Adam Ruins Everything needs to do an episode on Qwerty.

Unlike the tipping problem, which will take widespread involvement of restaurants to solve, the madness of Qwerty can be ended in each person’s life through their own choice.

Problem is, most of us just can’t be bothered.

The Madness of Qwerty

The prototype of a keyboard was, as you might expect, a simple A-Z layout.

The machine it was attached to couldn’t hack it. The hammers got stuck because they relied on gravity to reset themselves. Slow!

Source: DVzine.org

You would think the inventor would throw a spring on the hammers to make them snap back into place faster.

But no.

Instead, he decided to spread common letter pairings as far apart as possible!

Source: DVzine.org

When this design went to market, it didn’t do well. It still jammed a lot and you couldn’t see what you were typing.

Source: DVzine.org

So the design was improved, including spring-loaded hammers.

Source: DVzine.org

This new fast-hammer design made the Qwerty keyboard obsolete.

Qwerty was obsolete before typewriters even became widely used!!

But they kept it because…

…and because changing the layout could have hurt short-term sales.

Let’s not hate them too hard. Remember, no one had ever suffered from carpal tunnel syndrome before, and who could have predicted that every miserable blighter on the planet would be typing one day?

The world has changed, and Qwerty’s crappy chickens have come home to roost.

Repetitive strain injury (RSI) has become such a legitimate problem that the contraption below has been built and sold to normal humans who bought it with a straight face.

There are mirrors on the side of that thing. Mirrors!

All when a layout change would have solved the same problem.

Enter: Dvorak

Credit: Matt Stratmoen

It’s my second day typing in Dvorak, so it’s taking me a painfully long time to type anything.

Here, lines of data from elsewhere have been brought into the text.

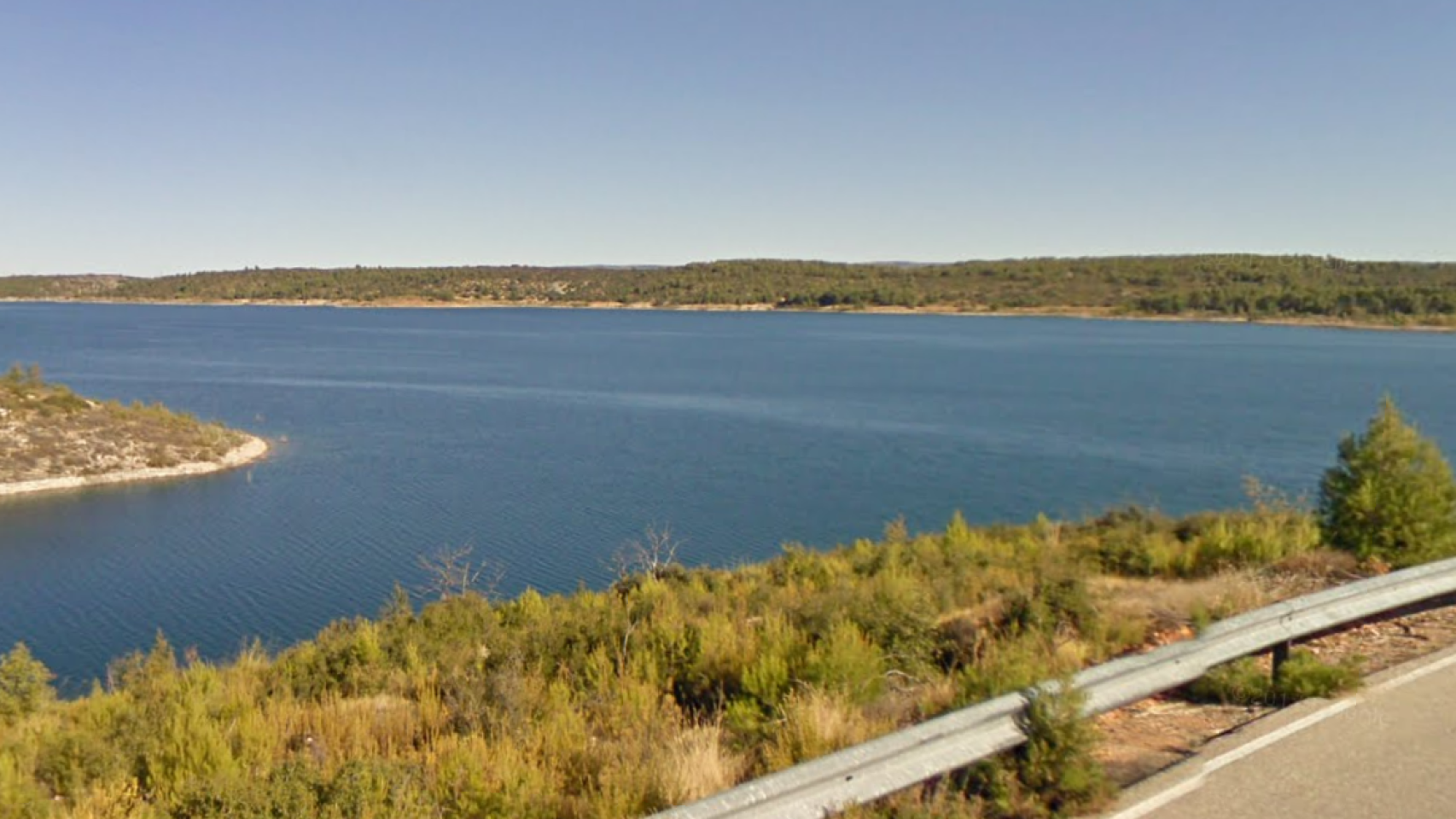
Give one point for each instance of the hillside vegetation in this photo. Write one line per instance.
(672, 684)
(49, 431)
(1208, 286)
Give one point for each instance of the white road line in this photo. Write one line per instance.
(1208, 767)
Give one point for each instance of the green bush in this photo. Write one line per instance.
(1302, 677)
(25, 684)
(1391, 495)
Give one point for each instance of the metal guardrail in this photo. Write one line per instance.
(954, 741)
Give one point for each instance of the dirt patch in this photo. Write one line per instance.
(1155, 734)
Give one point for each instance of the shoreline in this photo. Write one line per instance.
(1085, 313)
(243, 454)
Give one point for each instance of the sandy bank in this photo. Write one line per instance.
(249, 451)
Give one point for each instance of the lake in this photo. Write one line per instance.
(546, 439)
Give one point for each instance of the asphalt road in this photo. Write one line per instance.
(1388, 751)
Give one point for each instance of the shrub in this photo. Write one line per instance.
(1391, 495)
(25, 684)
(1302, 677)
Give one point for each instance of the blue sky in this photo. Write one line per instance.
(156, 137)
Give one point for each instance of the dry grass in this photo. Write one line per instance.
(1171, 610)
(47, 431)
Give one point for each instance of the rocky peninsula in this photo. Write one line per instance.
(54, 439)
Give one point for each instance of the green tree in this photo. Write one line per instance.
(25, 684)
(1391, 495)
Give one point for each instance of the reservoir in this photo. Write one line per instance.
(545, 439)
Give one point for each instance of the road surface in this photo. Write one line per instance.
(1386, 751)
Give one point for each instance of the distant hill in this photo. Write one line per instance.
(1204, 286)
(50, 433)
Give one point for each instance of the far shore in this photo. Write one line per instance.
(247, 453)
(1089, 313)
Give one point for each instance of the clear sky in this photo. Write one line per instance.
(171, 136)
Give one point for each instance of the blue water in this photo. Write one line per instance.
(548, 439)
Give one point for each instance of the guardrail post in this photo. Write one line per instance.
(1280, 658)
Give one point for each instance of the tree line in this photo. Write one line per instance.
(1214, 286)
(678, 681)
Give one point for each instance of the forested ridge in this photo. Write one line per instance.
(1204, 286)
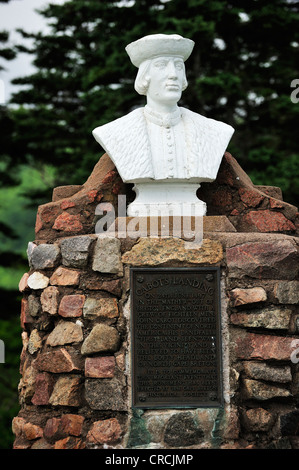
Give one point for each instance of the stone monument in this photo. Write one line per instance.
(140, 343)
(164, 149)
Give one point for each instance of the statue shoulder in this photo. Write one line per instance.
(208, 124)
(118, 126)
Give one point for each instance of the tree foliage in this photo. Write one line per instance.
(245, 57)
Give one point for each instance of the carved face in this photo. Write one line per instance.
(166, 80)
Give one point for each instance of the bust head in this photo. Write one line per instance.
(161, 71)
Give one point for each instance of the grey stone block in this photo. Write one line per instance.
(75, 251)
(107, 256)
(44, 256)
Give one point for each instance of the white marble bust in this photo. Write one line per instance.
(166, 150)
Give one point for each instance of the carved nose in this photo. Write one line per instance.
(172, 73)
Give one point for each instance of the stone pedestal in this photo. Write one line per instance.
(76, 364)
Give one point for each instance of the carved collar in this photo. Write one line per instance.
(163, 120)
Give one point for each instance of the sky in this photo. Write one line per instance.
(19, 14)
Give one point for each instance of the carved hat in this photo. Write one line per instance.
(157, 45)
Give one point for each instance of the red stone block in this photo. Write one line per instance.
(104, 432)
(71, 305)
(56, 361)
(69, 443)
(92, 195)
(23, 282)
(48, 212)
(67, 204)
(68, 223)
(72, 424)
(264, 347)
(251, 197)
(51, 429)
(38, 223)
(32, 431)
(269, 221)
(26, 318)
(43, 388)
(100, 367)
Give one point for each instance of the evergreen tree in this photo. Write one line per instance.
(245, 57)
(9, 320)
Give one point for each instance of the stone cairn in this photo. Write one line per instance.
(75, 386)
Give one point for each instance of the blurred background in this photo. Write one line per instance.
(64, 71)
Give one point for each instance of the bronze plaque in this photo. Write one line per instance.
(176, 347)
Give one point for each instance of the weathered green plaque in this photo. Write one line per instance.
(176, 346)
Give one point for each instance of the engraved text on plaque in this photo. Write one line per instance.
(176, 350)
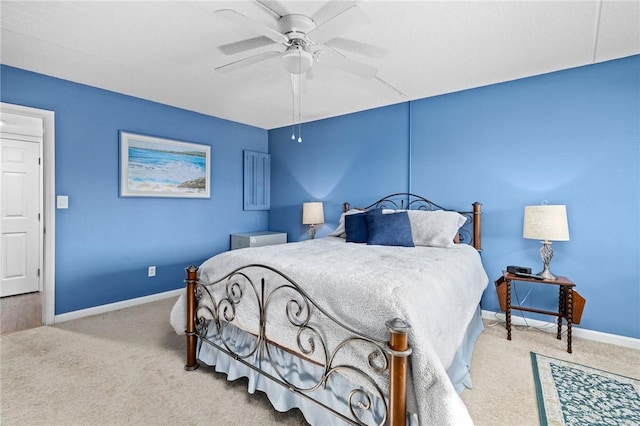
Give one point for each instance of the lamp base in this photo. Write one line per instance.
(546, 253)
(546, 274)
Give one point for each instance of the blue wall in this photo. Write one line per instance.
(570, 137)
(105, 243)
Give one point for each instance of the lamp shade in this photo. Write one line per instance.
(312, 213)
(546, 223)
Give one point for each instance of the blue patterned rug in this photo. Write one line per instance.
(573, 394)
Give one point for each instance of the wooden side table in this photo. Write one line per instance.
(565, 301)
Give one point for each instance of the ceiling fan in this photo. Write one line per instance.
(305, 42)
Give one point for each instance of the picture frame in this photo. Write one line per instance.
(157, 167)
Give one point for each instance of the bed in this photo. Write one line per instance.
(349, 328)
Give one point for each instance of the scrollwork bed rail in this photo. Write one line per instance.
(213, 306)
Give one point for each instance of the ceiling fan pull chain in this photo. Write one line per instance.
(299, 97)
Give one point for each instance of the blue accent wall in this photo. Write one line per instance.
(570, 137)
(104, 243)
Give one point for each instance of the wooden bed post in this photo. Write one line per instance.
(192, 339)
(399, 351)
(477, 213)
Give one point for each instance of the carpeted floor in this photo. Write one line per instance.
(125, 367)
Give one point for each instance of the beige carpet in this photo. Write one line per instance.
(125, 367)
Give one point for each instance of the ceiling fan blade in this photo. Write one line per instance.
(255, 26)
(333, 59)
(343, 22)
(274, 7)
(247, 61)
(354, 46)
(244, 45)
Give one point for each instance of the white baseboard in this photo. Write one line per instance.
(115, 306)
(598, 336)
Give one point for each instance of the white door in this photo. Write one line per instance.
(20, 205)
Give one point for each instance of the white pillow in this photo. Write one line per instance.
(435, 228)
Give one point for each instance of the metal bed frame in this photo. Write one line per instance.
(211, 307)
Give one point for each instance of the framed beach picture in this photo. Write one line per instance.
(156, 167)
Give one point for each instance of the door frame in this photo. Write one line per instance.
(48, 189)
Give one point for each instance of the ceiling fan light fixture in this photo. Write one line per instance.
(296, 60)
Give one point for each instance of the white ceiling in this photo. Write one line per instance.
(167, 51)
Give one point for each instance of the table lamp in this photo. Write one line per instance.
(546, 223)
(312, 215)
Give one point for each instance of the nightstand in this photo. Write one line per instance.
(567, 306)
(257, 239)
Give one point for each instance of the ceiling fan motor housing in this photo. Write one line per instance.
(296, 59)
(296, 26)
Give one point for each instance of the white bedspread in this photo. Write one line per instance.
(435, 290)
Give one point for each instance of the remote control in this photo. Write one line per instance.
(537, 277)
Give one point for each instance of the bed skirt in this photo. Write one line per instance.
(303, 374)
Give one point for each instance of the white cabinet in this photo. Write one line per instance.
(257, 239)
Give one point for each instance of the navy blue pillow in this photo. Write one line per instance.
(355, 226)
(393, 229)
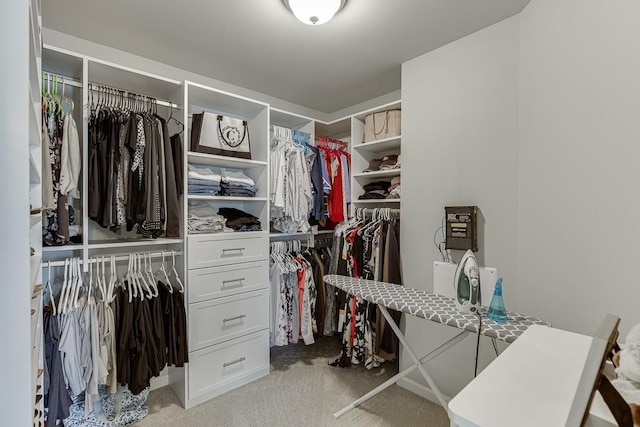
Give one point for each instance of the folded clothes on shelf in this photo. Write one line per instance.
(239, 220)
(375, 190)
(237, 184)
(392, 161)
(394, 189)
(203, 181)
(203, 218)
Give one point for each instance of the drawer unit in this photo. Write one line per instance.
(221, 249)
(216, 282)
(222, 319)
(216, 369)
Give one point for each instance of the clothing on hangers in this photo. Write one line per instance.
(369, 249)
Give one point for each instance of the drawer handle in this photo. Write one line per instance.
(233, 362)
(226, 282)
(232, 250)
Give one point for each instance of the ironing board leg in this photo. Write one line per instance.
(417, 364)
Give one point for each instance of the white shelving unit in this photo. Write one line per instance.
(288, 120)
(363, 152)
(227, 272)
(35, 200)
(79, 72)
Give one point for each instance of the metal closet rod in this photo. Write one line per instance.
(47, 75)
(119, 257)
(95, 87)
(367, 212)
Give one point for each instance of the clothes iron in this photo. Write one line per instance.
(467, 284)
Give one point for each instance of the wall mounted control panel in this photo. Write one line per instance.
(462, 227)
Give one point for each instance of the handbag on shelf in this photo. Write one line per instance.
(221, 135)
(382, 125)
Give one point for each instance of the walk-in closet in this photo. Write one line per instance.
(247, 214)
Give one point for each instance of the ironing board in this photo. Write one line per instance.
(428, 306)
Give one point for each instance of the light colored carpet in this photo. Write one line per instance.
(302, 390)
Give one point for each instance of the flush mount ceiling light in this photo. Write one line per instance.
(314, 12)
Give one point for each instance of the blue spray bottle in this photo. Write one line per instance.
(496, 311)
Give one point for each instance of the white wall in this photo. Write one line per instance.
(16, 404)
(578, 172)
(459, 147)
(550, 102)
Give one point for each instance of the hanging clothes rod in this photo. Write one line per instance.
(60, 79)
(368, 212)
(326, 141)
(119, 257)
(95, 87)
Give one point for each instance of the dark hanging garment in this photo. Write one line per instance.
(176, 149)
(391, 274)
(173, 202)
(126, 341)
(56, 397)
(182, 348)
(318, 211)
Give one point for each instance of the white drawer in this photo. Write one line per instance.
(229, 248)
(219, 368)
(216, 282)
(223, 319)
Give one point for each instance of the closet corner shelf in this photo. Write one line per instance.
(289, 236)
(35, 219)
(36, 303)
(34, 265)
(133, 243)
(376, 201)
(227, 198)
(34, 173)
(224, 161)
(387, 173)
(35, 132)
(387, 144)
(63, 248)
(222, 235)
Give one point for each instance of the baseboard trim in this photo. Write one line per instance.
(420, 389)
(160, 381)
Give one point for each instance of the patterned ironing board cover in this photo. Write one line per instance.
(434, 307)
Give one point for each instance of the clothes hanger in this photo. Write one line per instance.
(66, 100)
(175, 272)
(53, 302)
(112, 279)
(150, 277)
(163, 276)
(63, 291)
(131, 285)
(178, 122)
(79, 284)
(137, 278)
(143, 269)
(145, 290)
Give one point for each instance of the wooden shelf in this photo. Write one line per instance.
(376, 201)
(68, 247)
(227, 198)
(387, 173)
(227, 234)
(223, 161)
(133, 243)
(34, 173)
(381, 145)
(288, 236)
(34, 264)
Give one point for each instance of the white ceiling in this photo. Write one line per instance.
(260, 45)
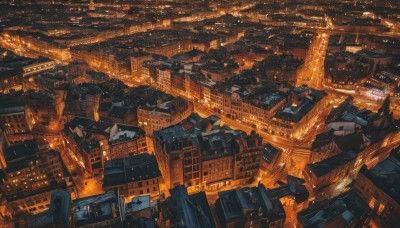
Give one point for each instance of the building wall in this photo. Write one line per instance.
(382, 205)
(127, 148)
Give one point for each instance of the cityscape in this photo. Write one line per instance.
(200, 113)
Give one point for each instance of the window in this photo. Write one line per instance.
(372, 203)
(380, 209)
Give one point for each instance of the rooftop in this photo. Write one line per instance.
(138, 203)
(347, 209)
(325, 166)
(134, 168)
(189, 211)
(386, 175)
(97, 208)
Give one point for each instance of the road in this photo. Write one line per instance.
(312, 71)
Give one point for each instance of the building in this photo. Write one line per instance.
(91, 143)
(165, 114)
(31, 176)
(183, 210)
(16, 123)
(345, 210)
(200, 155)
(11, 80)
(379, 188)
(104, 210)
(139, 207)
(126, 140)
(59, 214)
(249, 207)
(271, 158)
(330, 170)
(133, 176)
(295, 120)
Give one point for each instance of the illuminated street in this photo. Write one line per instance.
(121, 113)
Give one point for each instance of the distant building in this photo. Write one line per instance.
(31, 176)
(163, 115)
(345, 210)
(133, 176)
(199, 155)
(183, 210)
(126, 140)
(92, 143)
(59, 214)
(139, 207)
(295, 120)
(330, 170)
(17, 123)
(104, 210)
(379, 188)
(271, 157)
(249, 207)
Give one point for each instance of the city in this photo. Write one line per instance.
(203, 113)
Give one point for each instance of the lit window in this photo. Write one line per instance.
(381, 208)
(372, 203)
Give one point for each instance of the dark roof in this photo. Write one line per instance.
(351, 141)
(20, 150)
(58, 212)
(234, 203)
(348, 207)
(189, 211)
(386, 175)
(79, 121)
(270, 152)
(134, 168)
(118, 112)
(322, 139)
(325, 166)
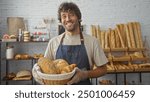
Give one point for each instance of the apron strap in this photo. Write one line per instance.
(81, 38)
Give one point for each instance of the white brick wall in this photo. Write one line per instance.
(106, 13)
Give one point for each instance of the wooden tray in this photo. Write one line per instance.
(119, 49)
(136, 49)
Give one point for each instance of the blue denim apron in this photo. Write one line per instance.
(75, 54)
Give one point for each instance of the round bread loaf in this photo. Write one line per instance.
(47, 66)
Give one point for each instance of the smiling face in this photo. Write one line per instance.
(70, 21)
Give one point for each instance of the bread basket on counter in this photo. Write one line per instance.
(55, 79)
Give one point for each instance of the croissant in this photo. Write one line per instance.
(47, 66)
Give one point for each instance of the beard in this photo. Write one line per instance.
(71, 26)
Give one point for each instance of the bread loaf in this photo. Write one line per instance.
(120, 37)
(132, 39)
(139, 34)
(47, 66)
(57, 66)
(128, 36)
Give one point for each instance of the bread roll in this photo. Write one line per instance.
(47, 66)
(67, 69)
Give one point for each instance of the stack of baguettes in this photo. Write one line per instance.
(122, 36)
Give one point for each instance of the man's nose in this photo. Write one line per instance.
(68, 18)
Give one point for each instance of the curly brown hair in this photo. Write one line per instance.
(69, 6)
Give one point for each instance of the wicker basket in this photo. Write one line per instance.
(56, 79)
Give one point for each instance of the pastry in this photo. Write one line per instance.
(47, 66)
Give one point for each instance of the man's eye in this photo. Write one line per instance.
(63, 17)
(71, 14)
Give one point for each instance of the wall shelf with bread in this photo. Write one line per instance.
(17, 64)
(124, 48)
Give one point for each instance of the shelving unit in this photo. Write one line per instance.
(0, 63)
(128, 61)
(8, 62)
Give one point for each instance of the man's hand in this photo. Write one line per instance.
(79, 76)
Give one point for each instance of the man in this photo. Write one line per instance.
(75, 47)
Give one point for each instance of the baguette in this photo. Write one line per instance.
(131, 35)
(120, 37)
(113, 45)
(139, 34)
(118, 44)
(128, 36)
(106, 39)
(103, 38)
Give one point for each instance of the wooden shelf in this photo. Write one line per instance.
(136, 49)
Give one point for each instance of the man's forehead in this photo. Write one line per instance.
(67, 11)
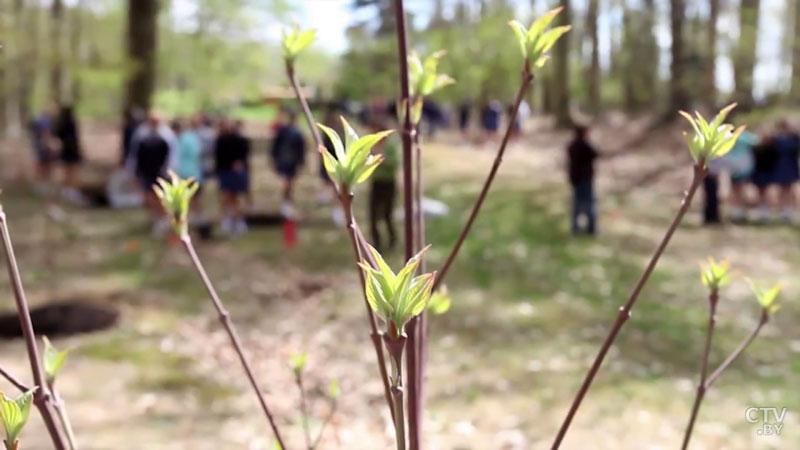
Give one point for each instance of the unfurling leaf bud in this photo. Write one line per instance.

But I’m having a lot of fun watching myself improve, and this layout already feels much nicer to use.

It just…ya know…makes sense with the human hand and the English language.

I was inspired while listening to Tim Ferriss’s interview of Matt Mullenweg, the creator of Wordpress. He made the switch when he was 14. He simply reasoned that since he was probably going to be typing for his whole life, he may as well learn to do it efficiently from the beginning. He switched cold-turkey and took a couple of months to overtake his previous speed. (He types for a living on a normal shaped laptop keyboard and he’s never had an issue with his wrists).

I tried to switch once before, years ago, but I gave up!

I know, I know. But this time will be different!

As I listened to the podcast, I whipped together my own Dvorak keyboard using cut up post-it notes…

Isn’t it beautiful?

I bought that sexy-arse ergonomic keyboard because I could feel my wrists start to hurt after a full day of working on my laptop. I’m such a part of the problem!…but no more!


I’ll end here because I’m squeezing this out at a rate of 17 wpm.

Let’s see how long it’ll take me to get back up to my Qwerty max of 85.